What is contouring?
As we decrease the number of gray levels in an image, some false colors, or edges start appearing on an image. This has been shown in our last tutorial of Quantization.
Lets have a look at it.
Consider we, have an image of 8bpp (a grayscale image) with 256 different shades of gray or gray levels.
This above picture has 256 different shades of gray. Now when we reduce it to 128 and further reduce it 64, the image is more or less the same. But when re reduce it further to 32 different levels, we got a picture like this
If you will look closely, you will find that the effects start appearing on the image.These effects are more visible when we reduce it further to 16 levels and we got an image like this.
These lines, that start appearing on this image are known as contouring that are very much visible in the above image.
Increase and decrease in contouring
The effect of contouring increase as we reduce the number of gray levels and the effect decrease as we increase the number of gray levels. They are both vice versa
That means more quantization, will effect in more contouring and vice versa. But is this always the case. The answer is No. That depends on something else that is discussed below.
A study conducted on this effect of gray level and contouring, and the results were shown in the graph in the form of curves, known as Iso preference curves.
The phenomena of Isopreference curves shows, that the effect of contouring not only depends on the decreasing of gray level resolution but also on the image detail.
The essence of the study is:
If an image has more detail, the effect of contouring would start appear on this image later, as compare to an image which has less detail, when the gray levels are quantized.
According to the original research, the researchers took these three images and they vary the Gray level resolution, in all three images.
The images were
Level of detail
The first image has only a face in it, and hence very less detail. The second image has some other objects in the image too, such as camera man, his camera, camera stand, and background objects e.t.c. Whereas the third image has more details then all the other images.
The gray level resolution was varied in all the images, and the audience was asked to rate these three images subjectively. After the rating, a graph was drawn according to the results.
The result was drawn on the graph. Each curve on the graph represents one image. The values on the x axis represents the number of gray levels and the values on the y axis represents bits per pixel (k).

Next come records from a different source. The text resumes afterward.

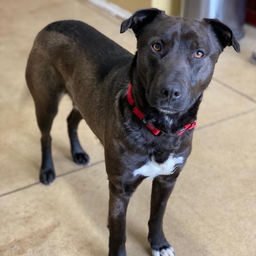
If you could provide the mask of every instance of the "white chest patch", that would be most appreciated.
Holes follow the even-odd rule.
[[[147,179],[153,179],[158,175],[170,175],[174,171],[175,165],[182,164],[183,161],[183,158],[181,156],[174,157],[173,155],[170,155],[164,163],[158,164],[152,157],[151,161],[136,169],[133,172],[133,175],[142,175],[147,177]]]

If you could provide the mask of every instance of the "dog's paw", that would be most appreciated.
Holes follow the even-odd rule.
[[[159,250],[152,250],[152,256],[175,256],[174,250],[172,246],[164,246]]]
[[[77,152],[72,154],[73,160],[78,164],[86,165],[89,162],[89,156],[85,152]]]
[[[40,181],[45,185],[49,185],[55,180],[54,169],[41,170],[39,176]]]

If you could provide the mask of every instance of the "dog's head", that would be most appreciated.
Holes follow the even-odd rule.
[[[189,109],[209,85],[227,46],[240,51],[232,31],[217,19],[170,17],[156,9],[123,22],[137,38],[137,72],[149,105],[173,114]]]

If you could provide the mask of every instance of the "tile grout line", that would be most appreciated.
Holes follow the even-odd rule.
[[[85,1],[87,4],[88,4],[88,7],[90,8],[92,11],[96,13],[101,13],[103,16],[105,17],[105,18],[107,19],[109,19],[109,17],[111,17],[111,19],[110,20],[111,23],[113,24],[115,24],[116,25],[118,25],[120,26],[121,26],[121,23],[124,20],[124,19],[121,18],[120,17],[118,17],[118,16],[115,16],[114,15],[111,14],[109,12],[107,11],[106,10],[104,9],[102,9],[100,8],[98,6],[97,6],[96,5],[94,5],[92,3],[90,2],[87,2],[86,0],[76,0],[78,3],[79,3],[81,4],[82,5],[84,5],[84,2]],[[120,21],[117,21],[117,20],[120,20]],[[128,33],[130,33],[131,34],[132,34],[134,35],[134,33],[132,31],[131,29],[129,29],[127,30]]]
[[[252,102],[256,103],[256,100],[254,100],[253,98],[251,98],[250,96],[248,96],[247,95],[245,94],[245,93],[243,93],[240,91],[235,89],[234,88],[232,87],[230,85],[228,85],[228,84],[227,84],[226,83],[224,83],[221,81],[220,80],[219,80],[218,78],[215,78],[215,77],[213,77],[212,80],[214,81],[215,82],[217,82],[217,83],[219,83],[220,84],[223,86],[224,87],[226,87],[226,88],[230,90],[231,91],[233,91],[236,93],[237,93],[238,94],[240,95],[240,96],[245,98],[247,100],[250,100],[250,101],[252,101]]]
[[[92,166],[94,166],[95,165],[97,165],[98,164],[103,163],[104,162],[105,162],[105,160],[101,160],[100,161],[97,162],[96,163],[94,163],[90,165],[87,165],[87,166],[85,166],[85,167],[78,168],[78,169],[73,170],[70,171],[69,172],[67,172],[65,173],[62,173],[62,174],[58,175],[56,176],[56,178],[60,178],[60,177],[62,177],[63,176],[66,176],[67,175],[70,174],[71,173],[74,173],[75,172],[78,172],[79,171],[82,171],[82,170],[86,169],[89,168],[89,167],[92,167]],[[0,198],[3,197],[4,196],[7,196],[9,195],[11,195],[12,194],[14,194],[16,192],[19,192],[19,191],[24,190],[25,190],[27,188],[31,188],[31,187],[34,187],[36,185],[38,185],[38,184],[41,184],[41,182],[38,181],[37,182],[33,183],[32,184],[30,184],[29,185],[26,186],[25,187],[23,187],[22,188],[18,188],[17,189],[14,189],[14,190],[10,191],[9,192],[6,192],[5,193],[2,194],[2,195],[0,195]],[[45,186],[47,186],[47,185],[45,185]]]
[[[207,128],[209,127],[212,126],[212,125],[215,125],[217,124],[225,123],[225,122],[237,118],[237,117],[239,117],[240,116],[244,116],[245,115],[247,115],[247,114],[250,114],[251,113],[254,112],[254,111],[256,111],[256,108],[253,108],[252,109],[250,109],[250,110],[243,112],[242,113],[237,114],[236,115],[234,115],[234,116],[229,116],[229,117],[227,117],[226,118],[221,119],[218,121],[213,122],[212,123],[211,123],[210,124],[206,124],[205,125],[203,125],[202,127],[199,127],[197,128],[195,131],[199,131],[199,130]]]

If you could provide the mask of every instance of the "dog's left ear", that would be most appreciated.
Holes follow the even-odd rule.
[[[152,21],[156,16],[164,13],[164,11],[156,8],[137,11],[131,17],[123,21],[121,33],[123,33],[129,28],[131,28],[136,34],[142,27]]]
[[[240,52],[240,45],[234,36],[232,30],[217,19],[203,19],[203,21],[211,26],[217,36],[222,50],[227,46],[232,45],[237,52]]]

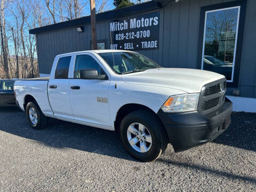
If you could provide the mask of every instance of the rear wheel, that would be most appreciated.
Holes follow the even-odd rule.
[[[28,103],[26,111],[28,122],[34,129],[41,129],[47,125],[47,118],[44,116],[35,101]]]
[[[143,162],[157,158],[168,144],[163,125],[155,114],[146,110],[127,115],[121,122],[120,137],[128,152]]]

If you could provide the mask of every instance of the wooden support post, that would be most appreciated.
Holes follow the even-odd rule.
[[[90,0],[91,6],[91,30],[92,31],[92,49],[97,49],[96,37],[96,11],[95,8],[95,0]]]

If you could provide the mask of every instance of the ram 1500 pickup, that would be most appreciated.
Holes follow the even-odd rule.
[[[215,73],[162,67],[134,52],[95,50],[57,55],[50,78],[17,81],[14,91],[33,128],[52,117],[115,131],[132,156],[148,162],[169,143],[181,151],[227,129],[226,82]]]

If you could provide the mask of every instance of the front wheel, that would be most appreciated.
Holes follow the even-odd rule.
[[[127,115],[121,122],[120,137],[128,152],[143,162],[157,159],[168,144],[163,125],[155,114],[146,110]]]
[[[44,116],[35,102],[28,102],[26,112],[28,121],[33,129],[39,130],[47,125],[47,117]]]

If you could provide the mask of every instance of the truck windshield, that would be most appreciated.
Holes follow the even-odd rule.
[[[116,52],[101,53],[99,54],[118,74],[143,71],[147,69],[161,67],[155,62],[137,53]]]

The graph has been shown below.
According to this graph, we can see that the first image which was of face, was subject to contouring early then all of the other two images. The second image, that was of the cameraman was subject to contouring a bit after the first image when its gray levels are reduced. This is because it has more details then the first image. And the third image was subject to contouring a lot after the first two images i-e: after 4 bpp. This is because, this image has more details.
So for more detailed images, the isopreference curves become more and more vertical. It also means that for an image with a large amount of details, very few gray levels are needed.